84 more Fukushima cows found shipped
Cattle fed contaminated hay sent to five prefectures
A further 84 cows shipped from five beef cattle farms in Fukushima Prefecture were fed with hay containing high levels of radioactive cesium, the prefectural government said Saturday.
|Hay buffet: Cattle are fed Saturday at a farm in the town of Miharu, Fukushima Prefecture, after checks confirmed the hay was not contaminated with radioactive cesium. KYODO PHOTO|
The cows were shipped between March 28 and July 13 to slaughterhouses in five prefectures — Miyagi, Fukushima, Yamagata, Saitama and Tokyo — and the Fukushima Prefectural Government has asked municipalities to check whether that meat has been distributed.
Fifty-three of the cows were sent to Tokyo, 19 to Fukushima Prefecture, eight to Kawaguchi in Saitama Prefecture, two to Yamagata Prefecture and two to Sendai in Miyagi Prefecture.
The latest findings surfaced during a survey of farms the prefecture started July 11, after a farm in Minamisoma was found to have fed cows with hay containing radioactive cesium far above the government’s limit of 500 becquerels per kg.
According to the prefectural government, the 84 cows were raised at five farms in the cities of Koriyama, Kitakata and Soma, and were fed with hay that farmers cut from rice paddies after the March 11 earthquake and tsunami triggered the nuclear crisis at the Fukushima No. 1 power plant.
Hay remaining at a Koriyama farm was found to be contaminated with a level of cesium measuring 500,000 becquerels per kg.

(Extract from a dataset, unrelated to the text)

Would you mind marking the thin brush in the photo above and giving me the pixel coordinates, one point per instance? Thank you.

The farmers involved told Fukushima authorities that they were unaware of the central government’s instruction issued March 19 that farm animals should not eat feed kept outdoors during the nuclear crisis.
An official from the Fukushima Prefectural Government’s farm department said at a news conference that the local municipality failed to properly convey the instructions to farmers. “We will reflect on it,” the official said.
Meanwhile, the survey also found that meat from 42 cows shipped from a farm in Asakawa, Fukushima Prefecture, where hay fed to cows was also found to be contaminated with high levels of radioactive cesium, has been distributed to at least 30 prefectures.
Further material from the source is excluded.